Blogging is rewarding. For some people, rewarding can mean business or career benefits and personal satisfaction etc.  The point is that most things worth doing require effort and I believe more than ever before that blogging is worth doing for many reasons. While truth be told, the most interesting interaction I’ve had with other bloggers has been via email, in person and via DM on Twitter, here is the page on my blog that I never expected. I’m humbled when someone takes the time to read my posts, so you can imagine how it makes me feel when a fellow blogger takes the time to reference this blog in their own post. Each entry on this page is an honor – one that I never expected.

Blogging is powerful. This may be the place where this blogger has had his eyes opened the most. Again, any Blogging 101 PowerPoint deck is going to espouse the power of creating a blog, but this is one place where I’ve been educated in a way that only first-hand knowledge can provide. Over the course of the last couple of years, I’ve been amazed with the interaction this blog as provided to me.
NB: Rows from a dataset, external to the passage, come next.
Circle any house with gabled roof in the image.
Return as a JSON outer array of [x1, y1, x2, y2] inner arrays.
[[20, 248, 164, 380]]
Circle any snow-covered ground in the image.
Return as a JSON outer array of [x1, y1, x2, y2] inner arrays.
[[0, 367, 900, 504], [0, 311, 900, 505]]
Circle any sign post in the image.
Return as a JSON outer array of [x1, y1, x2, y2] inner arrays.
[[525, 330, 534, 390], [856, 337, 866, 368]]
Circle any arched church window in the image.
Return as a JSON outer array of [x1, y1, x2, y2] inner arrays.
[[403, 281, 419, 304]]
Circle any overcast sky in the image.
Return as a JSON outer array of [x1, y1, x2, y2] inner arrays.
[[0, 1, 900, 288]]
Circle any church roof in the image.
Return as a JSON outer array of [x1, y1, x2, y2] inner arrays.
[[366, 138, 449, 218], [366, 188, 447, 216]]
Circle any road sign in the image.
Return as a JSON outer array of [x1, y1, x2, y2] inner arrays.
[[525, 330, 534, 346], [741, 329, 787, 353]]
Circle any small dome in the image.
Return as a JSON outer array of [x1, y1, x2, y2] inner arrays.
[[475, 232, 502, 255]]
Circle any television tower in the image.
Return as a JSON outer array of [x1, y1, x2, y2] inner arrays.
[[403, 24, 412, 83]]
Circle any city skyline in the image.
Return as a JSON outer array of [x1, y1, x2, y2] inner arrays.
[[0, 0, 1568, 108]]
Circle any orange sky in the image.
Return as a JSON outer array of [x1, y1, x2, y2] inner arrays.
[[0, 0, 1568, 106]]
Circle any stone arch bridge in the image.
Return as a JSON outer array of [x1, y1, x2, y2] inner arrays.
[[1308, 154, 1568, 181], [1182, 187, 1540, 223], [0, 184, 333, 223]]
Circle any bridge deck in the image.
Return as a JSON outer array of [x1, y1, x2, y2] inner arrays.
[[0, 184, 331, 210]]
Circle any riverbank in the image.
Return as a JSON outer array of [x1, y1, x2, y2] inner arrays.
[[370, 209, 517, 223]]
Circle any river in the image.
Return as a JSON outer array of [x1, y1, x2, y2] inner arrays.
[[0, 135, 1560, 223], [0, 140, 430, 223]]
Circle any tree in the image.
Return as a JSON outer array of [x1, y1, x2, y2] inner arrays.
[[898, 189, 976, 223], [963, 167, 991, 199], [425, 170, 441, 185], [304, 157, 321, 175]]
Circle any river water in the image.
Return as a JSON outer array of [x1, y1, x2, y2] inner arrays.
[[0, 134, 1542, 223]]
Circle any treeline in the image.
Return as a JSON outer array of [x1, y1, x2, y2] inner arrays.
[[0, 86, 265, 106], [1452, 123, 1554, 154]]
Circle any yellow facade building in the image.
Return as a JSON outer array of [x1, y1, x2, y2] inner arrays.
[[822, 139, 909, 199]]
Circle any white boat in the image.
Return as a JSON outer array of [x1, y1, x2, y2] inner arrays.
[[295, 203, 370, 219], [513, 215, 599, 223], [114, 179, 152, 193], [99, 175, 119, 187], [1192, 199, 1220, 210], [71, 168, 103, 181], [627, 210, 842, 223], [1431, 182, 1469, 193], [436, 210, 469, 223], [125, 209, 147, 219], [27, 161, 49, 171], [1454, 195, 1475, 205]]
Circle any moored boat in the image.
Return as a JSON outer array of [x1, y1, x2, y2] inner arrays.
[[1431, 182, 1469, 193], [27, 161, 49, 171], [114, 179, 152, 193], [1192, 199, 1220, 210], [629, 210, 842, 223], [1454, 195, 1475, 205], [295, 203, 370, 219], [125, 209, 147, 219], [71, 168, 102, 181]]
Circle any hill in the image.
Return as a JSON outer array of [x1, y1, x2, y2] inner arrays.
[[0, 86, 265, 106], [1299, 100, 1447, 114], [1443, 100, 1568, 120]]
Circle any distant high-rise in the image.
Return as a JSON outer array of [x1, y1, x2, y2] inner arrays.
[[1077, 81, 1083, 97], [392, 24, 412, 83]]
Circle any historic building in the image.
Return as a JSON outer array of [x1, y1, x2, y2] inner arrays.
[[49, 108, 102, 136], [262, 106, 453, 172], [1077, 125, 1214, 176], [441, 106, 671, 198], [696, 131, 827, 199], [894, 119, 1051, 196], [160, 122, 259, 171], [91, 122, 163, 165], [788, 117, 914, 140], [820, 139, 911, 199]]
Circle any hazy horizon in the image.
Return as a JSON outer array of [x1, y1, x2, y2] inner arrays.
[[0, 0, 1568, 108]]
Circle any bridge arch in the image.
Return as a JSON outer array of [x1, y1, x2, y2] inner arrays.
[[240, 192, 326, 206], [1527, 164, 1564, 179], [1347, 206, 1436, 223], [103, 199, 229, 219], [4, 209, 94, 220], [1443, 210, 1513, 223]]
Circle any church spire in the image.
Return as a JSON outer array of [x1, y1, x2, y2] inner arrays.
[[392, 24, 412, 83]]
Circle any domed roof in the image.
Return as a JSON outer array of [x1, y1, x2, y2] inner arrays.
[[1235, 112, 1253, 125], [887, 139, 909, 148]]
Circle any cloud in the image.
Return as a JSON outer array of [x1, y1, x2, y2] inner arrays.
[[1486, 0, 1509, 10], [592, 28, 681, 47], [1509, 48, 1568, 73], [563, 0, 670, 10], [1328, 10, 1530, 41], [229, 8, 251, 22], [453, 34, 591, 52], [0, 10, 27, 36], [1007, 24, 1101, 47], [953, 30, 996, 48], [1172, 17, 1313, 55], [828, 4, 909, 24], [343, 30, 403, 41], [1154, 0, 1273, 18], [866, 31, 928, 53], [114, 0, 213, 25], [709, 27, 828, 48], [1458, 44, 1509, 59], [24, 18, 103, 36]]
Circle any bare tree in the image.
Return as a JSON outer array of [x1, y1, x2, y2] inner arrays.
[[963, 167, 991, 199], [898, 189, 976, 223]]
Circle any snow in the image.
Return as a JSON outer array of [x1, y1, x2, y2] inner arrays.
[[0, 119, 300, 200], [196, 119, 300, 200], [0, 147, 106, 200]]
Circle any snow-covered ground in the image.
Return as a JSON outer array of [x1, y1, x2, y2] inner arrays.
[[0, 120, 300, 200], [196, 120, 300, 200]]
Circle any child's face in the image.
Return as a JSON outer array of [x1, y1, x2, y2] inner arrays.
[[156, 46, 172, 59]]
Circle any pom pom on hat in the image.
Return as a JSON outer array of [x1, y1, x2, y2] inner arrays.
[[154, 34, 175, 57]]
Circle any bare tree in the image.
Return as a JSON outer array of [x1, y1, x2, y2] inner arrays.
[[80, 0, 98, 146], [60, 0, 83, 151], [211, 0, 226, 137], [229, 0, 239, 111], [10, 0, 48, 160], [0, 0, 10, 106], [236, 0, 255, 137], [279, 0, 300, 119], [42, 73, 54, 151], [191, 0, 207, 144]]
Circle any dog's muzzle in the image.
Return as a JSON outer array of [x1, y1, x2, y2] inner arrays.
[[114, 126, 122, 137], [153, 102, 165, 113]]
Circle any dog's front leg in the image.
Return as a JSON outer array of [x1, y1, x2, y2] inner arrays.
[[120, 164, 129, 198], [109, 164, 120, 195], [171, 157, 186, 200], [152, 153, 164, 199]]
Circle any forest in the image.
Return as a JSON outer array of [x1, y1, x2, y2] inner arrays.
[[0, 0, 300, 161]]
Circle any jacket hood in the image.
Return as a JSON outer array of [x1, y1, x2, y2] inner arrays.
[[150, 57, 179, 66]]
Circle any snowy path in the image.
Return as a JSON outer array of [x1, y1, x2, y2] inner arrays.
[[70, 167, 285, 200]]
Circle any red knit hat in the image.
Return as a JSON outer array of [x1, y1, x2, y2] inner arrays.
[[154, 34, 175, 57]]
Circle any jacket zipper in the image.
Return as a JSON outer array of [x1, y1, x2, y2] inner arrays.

The experiences and lessons from the last couple of years have impacted my opinion and changed me from a guy who thinks a good corporate blog is a luxury, to a communications professional that knows it is a required element of a communications program.

Blogging is subjective. Yet again, this is a piece of knowledge that I probably had going into this experiment, but still a worthy lesson to experience first hand. Going back to that PowerPoint deck, we all know what in theory makes a good blog, but there is no accounting for taste. There are a number of bloggers that I read regularly that are smart, funny, post regularly, include interesting blog elements such as video and graphics and are accomplished well respected industry experts, but are not as popular as some other often less interesting and less informative bloggers. There is a science to creating a good blog. But creating a great (or popular) blog is an art.

And finally, blogging like any other communications tool should be reevaluated from time to time. From time to time it is necessary to reevaluate the benefits, challenges, goals and rewards of a blog and adjust accordingly. Even if that means moving on.

While I reserve the right to change my mind, currently, there are two final posts planned for this blog. The next entry will focus on how this blog has impacted my view of the right way to run a PR program.

As always, a huge and sincere THANKS to those who have taken even a second of their valuable time to read what I have to say.